Source: Lloyds’ List

Ocean carriers cut trans-Pac services as blank sailings fail to stem rate slide

Mediterranean Shipping Co. Maersk, and CMA CGM are cutting three trans-Pacific services in response to a sharp drop in import demand and spot ocean freight rates.

The service changes, which amount to one post-Panamax service and two Panamax services, are not major capacity cuts and are likely to do little to prop up freight rates. But the moves demonstrate how fast carriers are pulling capacity as rates approach or fall below break-even levels.

2M Alliance members MSC and Maersk said last week in separate statements that their jointly run Sequoia/TP3 post-Panamax service will be suspended because of “significantly reduced demand” in the trans-Pacific. The Sequoia/TP3 service offers about 14,000 TEU in weekly capacity from Ningbo and Shanghai to Los Angeles.

The service will be merged into 2M’s 13,600-TEU Jaguar/TP2 service that calls Long Beach, Maersk said.

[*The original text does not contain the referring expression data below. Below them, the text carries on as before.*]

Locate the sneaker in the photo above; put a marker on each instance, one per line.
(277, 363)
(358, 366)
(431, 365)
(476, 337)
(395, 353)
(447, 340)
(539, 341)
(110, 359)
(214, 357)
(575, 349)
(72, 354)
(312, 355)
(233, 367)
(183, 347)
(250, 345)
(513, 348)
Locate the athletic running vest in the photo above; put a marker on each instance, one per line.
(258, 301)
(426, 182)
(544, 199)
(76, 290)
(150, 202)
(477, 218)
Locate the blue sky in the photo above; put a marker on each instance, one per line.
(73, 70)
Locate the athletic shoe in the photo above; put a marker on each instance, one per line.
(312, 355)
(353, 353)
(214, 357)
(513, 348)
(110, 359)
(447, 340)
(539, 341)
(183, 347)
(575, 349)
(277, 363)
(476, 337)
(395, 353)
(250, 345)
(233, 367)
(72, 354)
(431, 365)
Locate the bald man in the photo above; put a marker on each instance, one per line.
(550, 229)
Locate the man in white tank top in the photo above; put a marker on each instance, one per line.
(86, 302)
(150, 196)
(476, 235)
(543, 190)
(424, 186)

Sea-Intelligence Maritime Analysis said the last sailing on the Sequoia/TP3 service, which was introduced in 2016, will be on the MSC Savona, which is scheduled to arrive in Los Angeles on Oct. 5.

Maersk also said two standalone services into the US East and Gulf coasts would be merged into one. The TP28 service, which the carrier debuted in 2022, would be merged into the TP20 service, which debuted in 2021, as of the final sailing of the Merkur Archipelago from Vietnam’s Vung Tau port on Oct. 13.

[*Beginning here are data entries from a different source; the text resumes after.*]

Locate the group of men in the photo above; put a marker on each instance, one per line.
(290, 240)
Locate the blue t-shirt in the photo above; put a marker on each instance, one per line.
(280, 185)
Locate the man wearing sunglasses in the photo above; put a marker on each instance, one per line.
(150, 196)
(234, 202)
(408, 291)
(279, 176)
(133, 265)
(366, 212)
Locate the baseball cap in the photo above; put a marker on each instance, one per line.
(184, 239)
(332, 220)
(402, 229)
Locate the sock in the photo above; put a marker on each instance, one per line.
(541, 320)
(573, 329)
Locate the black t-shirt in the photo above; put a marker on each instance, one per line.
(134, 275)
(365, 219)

Calls at the ports of Norfolk, Charleston, and Houston on both services will be dropped, with the TP20 only calling New York-New Jersey and Mobile, Maersk said. Origin ports on the TP20 will include Jakarta, Vung Tau, Shanghai, and Ningbo. Both services use Panamax-size vessels of about 5,000 TEU.

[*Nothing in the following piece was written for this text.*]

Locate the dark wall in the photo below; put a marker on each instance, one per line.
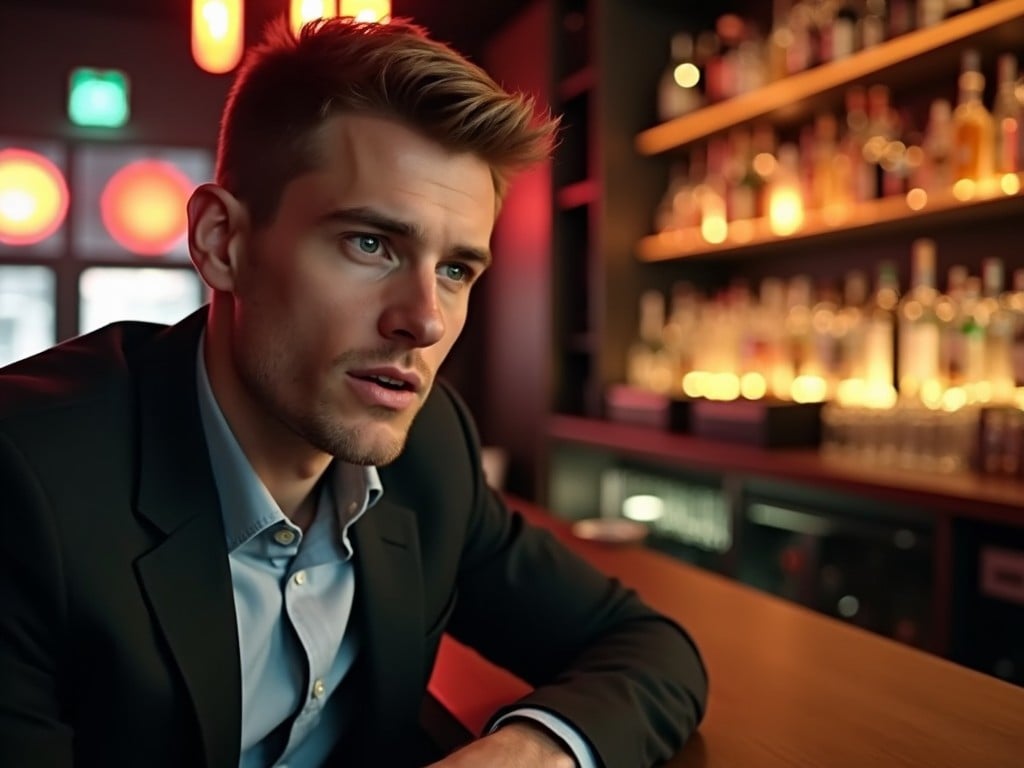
(514, 365)
(172, 100)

Maersk said that consolidating services would offer better transit times for shippers and increase berth availability. It added that “as soon as cargo demand recovers, we will bring capacity back through relaunching TP3, TP28, upgrading of other services, and/or sailing extra-loaders.”

Separately, CMA CGM ended its Golden Gate Bridge service, which called the ports of Oakland and Seattle, according to Sea-Intelligence. The last sailing of the service, which offered about 8,500 TEU in weekly capacity, was on the CMA CGM Medea, which is currently berthed at Seattle.

Outside of the major ocean carriers, smaller lines have also been pulling ships from the trans-Pacific. Independent carrier CULines has ended a trans-Pacific express service that it jointly ran with Shanghai Jin Jiang Shipping since July 2021, after closing its TPN service in August, maritime consultancy Alphaliner said in a report. CULines has a second trans-Pacific express service that it still operates, Alphaliner said.

October capacity unchanged from a year ago

The service changes follow a series of blank sailings that carriers have laid out for October in a bid to cut capacity, but that have failed to halt a slide in spot freight rates. Sea-Intelligence said that ocean carriers as of last Friday planned to blank 48 planned voyages during the month. In comparison, carriers had only planned to blank 12 October voyages six weeks earlier, Sea-Intelligence said.

Those blank sailings are doing little to prop up spot ocean freight rates, which have slid 10 percent weekly since mid-August, according to a research report from investment bank Jeffries. Spot rates into the US West Coast are now hovering at $2,400 per FEU, close to the level where ships are only seeing break-even results.

Sea-Intelligence said the service cuts have mostly affected the surge capacity that was brought into the trans-Pacific amid high spot rates. Even with the service cuts, carriers will still have 1.56 million TEU of vessel space deployed in the trans-Pacific during October, essentially flat with totals from last year.

“With the blank sailings announced thus far, the carriers have merely reduced capacity down to the same level as we saw last year,” Sea-Intelligence said. “The relevant issue is the magnitude of capacity operated in the trade, and blank sailings might well be counteracted by larger vessels, new services, and possibly extra-loaders.”